Can I assume that the newly inserted records are all written in latest partition? In this case you can safely migrate all old partitions to a new table. This process can run in parallel while new records are being written to the old table.

Once all old records are backfilled you are left with only most recent partition to migrate. Here you can opt for a short downtime to migrate the last partition and switch over tables. If you want to further reduce the required downtime do this on a Monday morning, when you have a fresh partition with just a small number of records.

You also have a option for a zero-downtime table swap, but this will require some additional planning and work. For example you could deploy a code change which writes new records to both the new and old table. In parallel backfill the new table from the old table. Once you reach record paritiy you would have the chance to run some checks (completness, performance, etc) on the new table. If everything looks good do a switch over to the new table.

Hope this helps

Are there plans to improve this shortcoming in future upgrades? This is a huge painpoint, a very difficult workflow when you have a lot of data.

Hi @denniswi,

I understand your point.

There are no near-future plans to have something built in to solve this though as there is no one-size-fits-all approach to easily solve this. As mentioned this is an operation which is only necessary very occuasionally. We are aware of the implicit overhead of a structure change and only require in when there is no way around it

We are still stuck on Crate v3.3.5

Our final solution was to add functionality to our application.
For each table that needs to be recreated:

  1. Clone the table structure to a *_TMP table
  2. Intercept all DDL and DML operations to both tables
  3. Copy the records from the original table into the _TMP table by partition
  4. Verify the data was accurately copied
  5. Swap the _TMP table and the original table

It is working pretty well, but in order to perform step 5, we have to set number_of_replicas=‘0’. This works on 90% of our tables,
Some tables, however, fail with this error:

SQL state [XX000]; error code [0]; ERROR: MapperParsingException:
Failed to parse mapping [default]: Could not convert [date.index] to boolean;
nested exception is io.crate.shade.org.postgresql.util.PSQLException:
ERROR: MapperParsingException: Failed to parse mapping [default]:
Could not convert [date.index] to boolean

I think it may be related to having differing “min_lucene_version” of the shards of the table. Some are 6.6.1, and others are 7.5.0

Has anyone else reported this error? Any ideas for correcting it?

Thanks!
Dennis

Hi Dennis,
My initial thinking here would be that this is a problem with the old table.
Do you think you may need to keep it?
Otherwise maybe you could take a snapshot of it, drop it, recreate it empty, and then use the drop_source option of SWAP TABLE?

Hi Dennis,
Sorry is me again, just rereading the history of the thread.
Depending on how you implemented the “intercept” of DDL and DML commands.
Considering there are a lot of versions to go between 3.3.5 and 5.3.0,
maybe it would worth considering doing this migration straight into a new 5.3.0 cluster?
This would not necessarily mean temporary infrastructure, depending on the situation the new cluster could be deployed in parallel and resources could be repurposed a bit at a time as the migration progresses.

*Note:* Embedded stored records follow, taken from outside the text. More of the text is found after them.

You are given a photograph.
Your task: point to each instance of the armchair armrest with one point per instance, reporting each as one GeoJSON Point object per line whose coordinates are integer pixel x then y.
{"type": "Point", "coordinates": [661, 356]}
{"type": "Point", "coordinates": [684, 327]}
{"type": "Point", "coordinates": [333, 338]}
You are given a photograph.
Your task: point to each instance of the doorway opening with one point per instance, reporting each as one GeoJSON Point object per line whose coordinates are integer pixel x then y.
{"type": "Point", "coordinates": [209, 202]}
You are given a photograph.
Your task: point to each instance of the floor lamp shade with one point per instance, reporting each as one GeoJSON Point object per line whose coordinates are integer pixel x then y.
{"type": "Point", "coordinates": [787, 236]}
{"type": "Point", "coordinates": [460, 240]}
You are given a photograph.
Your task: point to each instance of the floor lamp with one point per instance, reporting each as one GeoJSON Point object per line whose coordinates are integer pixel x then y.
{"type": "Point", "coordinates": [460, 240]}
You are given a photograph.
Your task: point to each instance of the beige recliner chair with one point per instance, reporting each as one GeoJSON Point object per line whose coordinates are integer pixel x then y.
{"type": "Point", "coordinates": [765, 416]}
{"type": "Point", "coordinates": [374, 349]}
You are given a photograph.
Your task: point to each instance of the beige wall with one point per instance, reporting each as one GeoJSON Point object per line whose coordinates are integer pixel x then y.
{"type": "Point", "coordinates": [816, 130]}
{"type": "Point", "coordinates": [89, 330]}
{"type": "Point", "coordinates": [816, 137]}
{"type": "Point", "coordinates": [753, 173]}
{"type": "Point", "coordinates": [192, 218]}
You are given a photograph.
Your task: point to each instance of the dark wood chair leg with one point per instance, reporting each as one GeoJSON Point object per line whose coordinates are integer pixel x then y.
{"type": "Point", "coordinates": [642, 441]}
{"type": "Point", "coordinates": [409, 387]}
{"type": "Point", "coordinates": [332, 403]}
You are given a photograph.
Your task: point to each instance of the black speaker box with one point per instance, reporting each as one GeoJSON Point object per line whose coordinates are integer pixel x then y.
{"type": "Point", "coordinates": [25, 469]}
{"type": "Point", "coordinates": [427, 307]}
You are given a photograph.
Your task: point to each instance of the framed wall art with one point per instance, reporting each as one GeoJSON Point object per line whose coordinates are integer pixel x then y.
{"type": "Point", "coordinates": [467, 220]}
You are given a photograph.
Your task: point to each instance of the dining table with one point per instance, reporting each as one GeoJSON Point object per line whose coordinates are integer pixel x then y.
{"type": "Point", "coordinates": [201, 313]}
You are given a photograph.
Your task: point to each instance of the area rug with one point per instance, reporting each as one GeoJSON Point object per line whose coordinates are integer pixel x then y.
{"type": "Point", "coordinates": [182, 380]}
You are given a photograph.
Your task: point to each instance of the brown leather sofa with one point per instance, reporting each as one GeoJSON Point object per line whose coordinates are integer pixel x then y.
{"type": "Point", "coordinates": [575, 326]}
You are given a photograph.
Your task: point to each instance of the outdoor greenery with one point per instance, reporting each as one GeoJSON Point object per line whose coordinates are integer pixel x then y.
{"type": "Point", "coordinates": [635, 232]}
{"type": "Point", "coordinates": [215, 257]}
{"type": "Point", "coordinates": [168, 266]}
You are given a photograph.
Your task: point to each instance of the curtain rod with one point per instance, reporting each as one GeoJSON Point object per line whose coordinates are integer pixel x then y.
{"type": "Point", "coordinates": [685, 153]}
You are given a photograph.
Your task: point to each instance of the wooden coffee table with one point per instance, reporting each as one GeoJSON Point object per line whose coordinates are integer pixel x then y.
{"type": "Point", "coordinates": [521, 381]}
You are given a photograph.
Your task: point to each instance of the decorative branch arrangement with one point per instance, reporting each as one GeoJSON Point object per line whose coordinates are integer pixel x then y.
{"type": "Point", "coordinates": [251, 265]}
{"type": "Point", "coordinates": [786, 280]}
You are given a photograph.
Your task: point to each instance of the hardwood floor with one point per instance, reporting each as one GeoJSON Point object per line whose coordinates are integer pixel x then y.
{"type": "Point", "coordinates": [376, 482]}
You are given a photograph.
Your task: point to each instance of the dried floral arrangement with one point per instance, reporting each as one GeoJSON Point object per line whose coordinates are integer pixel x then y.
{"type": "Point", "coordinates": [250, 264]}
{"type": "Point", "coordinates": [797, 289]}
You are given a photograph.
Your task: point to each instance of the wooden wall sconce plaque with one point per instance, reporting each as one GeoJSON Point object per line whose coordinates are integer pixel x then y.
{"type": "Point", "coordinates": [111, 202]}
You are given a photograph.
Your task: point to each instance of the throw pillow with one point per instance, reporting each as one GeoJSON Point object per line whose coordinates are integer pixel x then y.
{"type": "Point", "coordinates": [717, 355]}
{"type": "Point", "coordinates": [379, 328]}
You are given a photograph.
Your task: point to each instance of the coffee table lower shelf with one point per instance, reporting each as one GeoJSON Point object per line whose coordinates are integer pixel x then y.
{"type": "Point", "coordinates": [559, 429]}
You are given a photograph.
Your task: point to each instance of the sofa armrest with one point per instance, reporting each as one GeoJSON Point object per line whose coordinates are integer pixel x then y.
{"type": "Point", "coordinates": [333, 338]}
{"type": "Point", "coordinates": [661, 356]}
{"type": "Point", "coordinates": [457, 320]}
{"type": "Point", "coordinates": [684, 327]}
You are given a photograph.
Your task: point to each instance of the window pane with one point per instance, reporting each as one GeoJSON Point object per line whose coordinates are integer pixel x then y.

Thank you @hernanc for your response.
This is an online production database with a hundred thousand active users and billions of records, so any downtime will be a serious issue. I don’t think this suggestion will be acceptable.
Also, our corporate policy is to only upgrade production databases to major version -1 (in this case we will only upgrade to Crate 4.8).

How would a migration to 5.3.0 even work? My tables were upgraded to 2.3 some time ago, how would I upgrade them to 5.x or even 4.x directly?

Dennis

Hi,
To perform the version jump, what I was alluding to is the scenario where the copy step in your 5 points plan becomes something like COPY TO - COPY FROM or cr8 insert-from-sql , and then the swap step is about repointing the clients to a connection to the new cluster.